Mindfulness is an extension of meditation, a practice you can call upon to recreate the meditative state at the first sign of provocation, turmoil, or stress...if only you can remember to do it. That's the hard part: remembering yourself! Nevertheless, once you're adept at remembering yourself in the present moment, you can extend your practice of mindfulness to include being mindful of superfluous needs that may be controlling your thoughts and actions. You can bring them to the fore, turn them around, examine them in all their aspects, and then dismiss them forever.

Being mindful is being present in the Now, and still getting your work done! Your actions are, in a sense, purified. You become unattached to the outcome, more aware of how you are doing at a given instant and less attached to the goals of your actions.

Woody Allen is a past master at using his characters to portray neediness, right up there with Anton Chekhov. In Allen's Crimes and Misdemeanors (1989) his leading character's needs lead him into the murkier regions of the soul including murder-for-hire and the need to rationalize it.

In The Seagull, Chekhov's Boris taunts the beautiful young aspiring writer/actress, Nina, in this passage, using the seagull as a metaphor for the girl:

Boris: This is a beautiful place to live. [He catches sight of the dead sea-gull] What is that?
Nina: A gull. Constantine shot it.
Boris: What a lovely bird! Really, I can't bear to go away. Can't you persuade Irina to stay? [He writes something in his note-book.]
Nina: What are you writing?
Boris: Nothing much, only an idea that occurred to me. [He puts the book back in his pocket] An idea for a short story. A young girl grows up on the shores of a lake, as you have. She loves the lake as the gulls do, and is as happy and free as they. But a man sees her who chances to come that way, and he destroys her out of idleness, as this gull here has been destroyed.
And so, over the course of the play, he does exactly that — destroys her with Iago-like "motiveless malignancy."

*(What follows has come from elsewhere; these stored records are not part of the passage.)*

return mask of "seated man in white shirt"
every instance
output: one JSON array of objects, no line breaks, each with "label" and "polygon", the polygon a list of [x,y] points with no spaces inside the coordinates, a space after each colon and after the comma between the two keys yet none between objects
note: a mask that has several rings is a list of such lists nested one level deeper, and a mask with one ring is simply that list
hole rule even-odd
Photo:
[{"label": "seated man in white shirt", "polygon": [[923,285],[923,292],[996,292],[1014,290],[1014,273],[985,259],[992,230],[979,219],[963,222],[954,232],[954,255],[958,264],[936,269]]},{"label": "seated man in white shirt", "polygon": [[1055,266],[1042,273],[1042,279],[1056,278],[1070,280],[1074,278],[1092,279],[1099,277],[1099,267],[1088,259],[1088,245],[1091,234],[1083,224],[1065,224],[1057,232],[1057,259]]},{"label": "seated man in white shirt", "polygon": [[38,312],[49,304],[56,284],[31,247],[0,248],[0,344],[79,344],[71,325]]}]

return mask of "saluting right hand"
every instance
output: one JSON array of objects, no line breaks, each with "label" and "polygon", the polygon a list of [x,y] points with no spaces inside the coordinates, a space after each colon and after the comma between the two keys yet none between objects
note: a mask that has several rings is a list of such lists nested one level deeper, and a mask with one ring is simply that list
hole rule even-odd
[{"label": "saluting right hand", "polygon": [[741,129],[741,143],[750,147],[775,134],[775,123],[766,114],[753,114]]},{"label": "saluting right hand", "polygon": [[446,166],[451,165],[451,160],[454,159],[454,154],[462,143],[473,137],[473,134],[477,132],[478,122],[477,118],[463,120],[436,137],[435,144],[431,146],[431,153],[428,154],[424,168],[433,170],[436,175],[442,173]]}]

Both Allen and Chekhov introduce us to the fact that because art comes to the artist intact — as a result of their talent — artists tend to become heedless of the strivings of others. Witness Boris's wanton destruction of Nina and Irina's belittling of her son's writing. Thanks to an innate talent, the artist's needs of self-expression are taken care of, so they must manufacture new needs, exemplified in The Seagull by the artistic characters unconscious destruction of the weaker characters.

What does this have to do with kundalini? Kundalini not only leads to mindfulness, it overhauls human nature, allowing you to become less attached to real or perceived needs. Moreover, it puts "like-mindedness" in perspective, that the urge-to-merge is largely an illusion, that you don't have to run alongside a tour bus blurting out your despair. That being yourself with yourself in the moment is satisfaction enough.